The performative male outbreak at Nobles has been on the rise recently. From Lister to Lawrence, these men roam campus, hoping to catch the attention of any girl who may find them interesting. Originating as a TikTok trend, they have become widely known and easily recognizable. Some of their dead giveaways include wearing jorts, drinking matcha, reading feminist literature, or owning a tote bag. Christ Louis (Class III), a proud performative male and self-proclaimed feminist, defends his style.
“I just like to look good for people. God forbid,” he said.
Many others, like Louis, have been influenced by this trend and have adapted their personality and lifestyle to fit the description. After compiling their tips and tricks to reaching peak female attention levels, here is Nobles students’ official guide to being performative.
The most important criterion you have to meet is being sensitive, quirky, and ‘not like the other guys.’ Christian Eckford (Class III), a multi-talented musician and actor, revealed the origins of his passion for the arts.
“People are into you when you have niche interests. Like, obviously, I’m not actually interested in the stuff I do. I don’t even enjoy music; it’s just niche,” he said.
Anyone is guaranteed to catch the attention of a girl by faking interests, even for their whole life, like Eckford. This might be a sign to join Fall dance or learn an instrument no one has ever heard of.
Performative males must also drink matcha and spend the majority of their time in coffee shops. King Gross (Class III) expressed his sadness about the lack of matcha at Nobles.
“Unfortunately, I don’t have a matcha setup at the dorms,” he said.
The closest thing to a coffee shop at Nobles is the coffee bar in the library, so make sure to nonchalantly sit alone and look invested in your work until the moment comes when you can ask the girl next to you for help on a problem you already know the answer to.
To be performative, you must also read feminist literature. Whether you’re actually reading it or just staring at it, you should always have a book in hand.
“I read a lot about what girls like. You know, just gotta stay educated,” Louis said.
Learning about women’s interests will help you to be more informed when you finally muster up the courage to talk to a girl. Many of these men even suggest reading two books at once or joining FemCo and The Twisst.
Performative males must also dress to impress. Throw every fashion trend you have heard of out the window; now, put on some jorts. Fine-tuning your aesthetic will help you catch the attention of any girl who thinks jorts are cool and unconventional.
To be considered performative, you must completely change your music taste. Try substituting Drake for Laufey on your workout playlist, and make sure everyone knows about it. Many students may have seen Kayden Hurd (Class III) walking around campus with his headphones around his head, but rarely on his ears.
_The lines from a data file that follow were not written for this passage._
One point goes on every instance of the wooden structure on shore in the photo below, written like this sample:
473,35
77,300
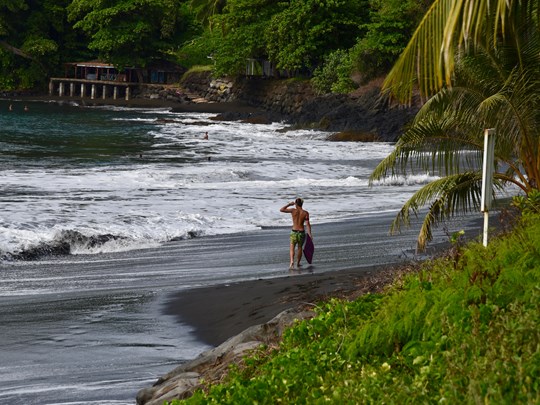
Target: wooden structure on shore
102,80
85,88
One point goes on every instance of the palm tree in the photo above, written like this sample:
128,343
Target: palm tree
487,81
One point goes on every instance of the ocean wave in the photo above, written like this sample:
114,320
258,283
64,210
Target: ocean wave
72,242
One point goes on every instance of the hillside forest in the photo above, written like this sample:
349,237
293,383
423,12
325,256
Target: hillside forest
330,42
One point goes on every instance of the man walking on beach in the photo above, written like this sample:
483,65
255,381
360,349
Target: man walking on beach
298,232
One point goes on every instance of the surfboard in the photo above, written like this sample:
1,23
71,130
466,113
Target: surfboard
309,249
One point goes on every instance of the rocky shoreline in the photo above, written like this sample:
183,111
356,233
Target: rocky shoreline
364,115
277,304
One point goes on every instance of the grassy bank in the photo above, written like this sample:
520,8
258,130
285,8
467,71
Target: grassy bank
464,329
“I like headphones for the aesthetic,” he said.
Director of Theatre and knockoff Labubu owner Daniel Halperin suggests listening to “Sensitive Artist” by King Missile. The lyrics of this song describe a man who is much more intelligent and deep than others because he listens to music that no one else does. This song is the anthem for performative males, and something to live by if you plan on appearing more intellectual than your classmates. Try taking inspiration from your nonchalant classmates by always having at least one AirPod in, and if anyone asks what you’re listening to, the answer is Lana Del Rey.
Being performative is the most foolproof way to be more interesting and grab everyone’s attention. Following each of these steps will help you to lock in a spring prom date and join the growing epidemic at Nobles.